STF julga nulidade de prova em busca baseada pela cor da pele.(Imagem: STF)

Sustentações orais - Amicus curiae

Em sustentação oral nesta quarta-feira, 1º, o defensor público Fernando Rodolfo ressaltou que a persecução penal iniciada em desfavor do paciente se deu pelo fato de ele ser negro, estar do lado de um carro, em plena luz do dia, "atuação que seria bastante insuficiente para deflagrar uma busca sob fundada suspeita".

"Não somos imunes ao racismo estrutural e institucional. Precisou um ministro, em uma Corte Suprema, notar que se tratava de um caso de racismo estrutural e perfilamento racial."

O advogado Gabriel Sampaio, do amicus curiae Conecta Direitos Humanos, ressaltou que a cor da pela é a primeira frase dos agentes policias, e que a Suprema Corte tem a oportunidade de exercer um papel de parâmetro para todo o sistema, exigindo do Estado que apresente elementos seguros para iniciar qualquer constrangimento criminal. "Que os nossos corpos negros importem para o sistema de Justiça criminal."

"Em que país civilizado do mundo nós aceitaríamos que 80% das mortes praticadas pelo Estado ocorressem contra pessoas negras? Em que país civilizado do mundo uma pessoa acusada de portar 1,53g de uma substância entorpecente sofreria essa violência institucional, chegando a ser condenado a uma pena de mais de sete anos de prisão por ser abordado por sua cor da pele?"

O advogado Rodrigo Mesquita, pelo amicus curiae Iniciativa Negra por uma Nova Política sobre Drogas, disse em sustentação que é necessário que se reconheça que é "por meio da trágica política de drogas que a escravidão ainda ecoa" e, nesse sentido, "superá-la é essencial para promover igualdade material entre todos e todas".

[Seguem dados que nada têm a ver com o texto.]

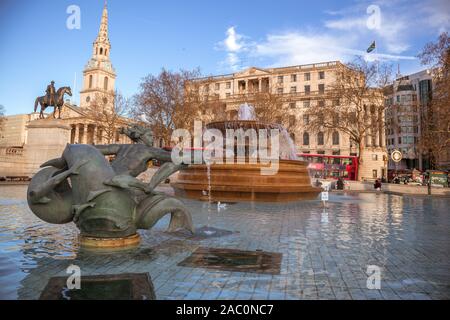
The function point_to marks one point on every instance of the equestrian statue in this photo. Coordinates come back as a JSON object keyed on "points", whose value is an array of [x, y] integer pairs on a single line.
{"points": [[52, 99]]}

Pelo amicus curiae IDDD - Instituto de Defesa do Direito de Defesa, a advogada Priscila Pamela ressaltou que sempre que a bancada está ocupada por diversos corpos negros é porque a questão racial está em pauta. "É muito difícil que só a nossa tecnicidade possa estar aqui e mostrar o quanto somos profissionais aptos a tratar de todas as outras causas que não tenham racismo no cerne". 

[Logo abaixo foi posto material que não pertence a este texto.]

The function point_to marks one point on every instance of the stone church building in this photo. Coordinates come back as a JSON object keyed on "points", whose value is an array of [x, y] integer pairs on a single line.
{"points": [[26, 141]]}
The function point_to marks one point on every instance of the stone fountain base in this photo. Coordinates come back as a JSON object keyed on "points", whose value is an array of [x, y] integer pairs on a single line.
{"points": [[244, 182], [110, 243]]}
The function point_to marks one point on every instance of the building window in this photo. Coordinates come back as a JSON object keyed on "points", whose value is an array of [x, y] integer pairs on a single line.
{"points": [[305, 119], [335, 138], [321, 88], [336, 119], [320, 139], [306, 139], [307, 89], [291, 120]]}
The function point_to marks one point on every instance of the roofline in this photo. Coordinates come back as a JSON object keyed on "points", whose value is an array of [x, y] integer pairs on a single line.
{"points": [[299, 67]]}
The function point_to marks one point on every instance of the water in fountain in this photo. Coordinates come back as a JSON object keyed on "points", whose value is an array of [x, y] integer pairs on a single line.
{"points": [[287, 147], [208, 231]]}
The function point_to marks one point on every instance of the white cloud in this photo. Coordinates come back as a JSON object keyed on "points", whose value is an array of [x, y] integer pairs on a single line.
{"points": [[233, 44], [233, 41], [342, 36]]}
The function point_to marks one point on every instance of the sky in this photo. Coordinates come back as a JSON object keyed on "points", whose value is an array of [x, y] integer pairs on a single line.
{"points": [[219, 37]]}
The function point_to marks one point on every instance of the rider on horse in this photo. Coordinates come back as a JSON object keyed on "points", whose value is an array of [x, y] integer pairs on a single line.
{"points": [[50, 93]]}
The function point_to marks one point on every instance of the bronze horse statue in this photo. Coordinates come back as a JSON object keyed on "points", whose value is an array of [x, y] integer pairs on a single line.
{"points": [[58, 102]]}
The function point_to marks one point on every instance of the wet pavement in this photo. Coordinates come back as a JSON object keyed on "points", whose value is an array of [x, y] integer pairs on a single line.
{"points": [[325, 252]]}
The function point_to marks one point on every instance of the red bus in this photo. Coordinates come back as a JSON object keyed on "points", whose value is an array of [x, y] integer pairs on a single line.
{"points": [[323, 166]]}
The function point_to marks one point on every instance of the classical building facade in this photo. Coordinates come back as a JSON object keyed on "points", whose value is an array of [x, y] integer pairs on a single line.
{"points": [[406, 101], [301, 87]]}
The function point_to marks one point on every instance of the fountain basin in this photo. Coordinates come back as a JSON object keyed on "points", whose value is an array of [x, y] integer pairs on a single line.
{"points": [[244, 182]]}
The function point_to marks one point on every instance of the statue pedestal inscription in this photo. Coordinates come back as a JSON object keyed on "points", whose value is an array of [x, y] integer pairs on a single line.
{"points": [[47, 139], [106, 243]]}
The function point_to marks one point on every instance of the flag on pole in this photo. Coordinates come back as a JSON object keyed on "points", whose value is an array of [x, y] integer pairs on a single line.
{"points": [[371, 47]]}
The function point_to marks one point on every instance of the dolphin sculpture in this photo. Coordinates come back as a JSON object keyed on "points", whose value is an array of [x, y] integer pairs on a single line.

"É patente que a fundada suspeita se deu única e exclusivamente pela cor da pele. Os policiais foram claros ao dizer que a suspeita se deu porque era um homem preto parado ao lado de um veículo. Olhem para isso, tragam para o Brasil uma nova perspectiva do sistema de Justiça criminal, no qual vamos de fato ter um Judiciário democrático, que não vai mais ser a cor da pele que vai determinar quem é ou não é suspeito. Essa subjetividade vai continuar propagando a morte de corpos negros."

O advogado Nauê Bernardo Pinheiro de Azevedo, pelo amicus curiae Educafro Brasil, destacou que estava com medo, raiva e profundamente indignado pelo caso. Segundo o advogado, durante toda instrução probatória, na qual uma pessoa diz ao juiz que é usuária e que não há registro de tráfico anteriormente, em nenhum momento foi especulado a aplicação do art. 28 da lei de drogas a esta pessoa.

"Nós falamos de uma forma muito bonita da democracia e de como nós precisamos defendê-la. O problema é que uma parte muito relevante da população sequer foi convidada pra sala onde a festa acontece. Uma parte muito relevante da população segue excluída dessa sala. Isso quando não são alvo da aplicação da lei de forma direta e dura. Democracia se faz com diversidade."

A advogada Silvia Virginia Silva de Souza, pelos amicus curiae Grupo de Advogados pela Diversidade Sexual e de Gênero e pelo Instituto de Defesa dos Direitos das Religiões Afro-brasileiras, disse que "até as pedras sabem que as polícias abordam pessoas negras alegando fundadas suspeitas por situações que não lhe fazem abordar pessoas brancas".

"Hoje, esse povo preto sobe nessa tribuna para dizer que essa Corte tem a oportunidade histórica de fazer prevalecer na atuação das polícias a presunção constitucional da inocência, e não da culpa se o inspecionado for negro ou LGBTIQA+."

A advogada Débora Duprat, sustentando pelo IBCCrim - Instituto Brasileiro de Ciências Criminais, ressaltou vários julgados do STF no combate ao racismo, "então que esse julgamento seja mais um elemento de contribuição".

O advogado Cristiano Maronna destacou a importância do equipamento de gravação de áudio e vídeo nos equipamentos dos policiais. "Cumpre ao Judiciário a tarefa de garantir direitos e de combater o racismo, em nome da democracia."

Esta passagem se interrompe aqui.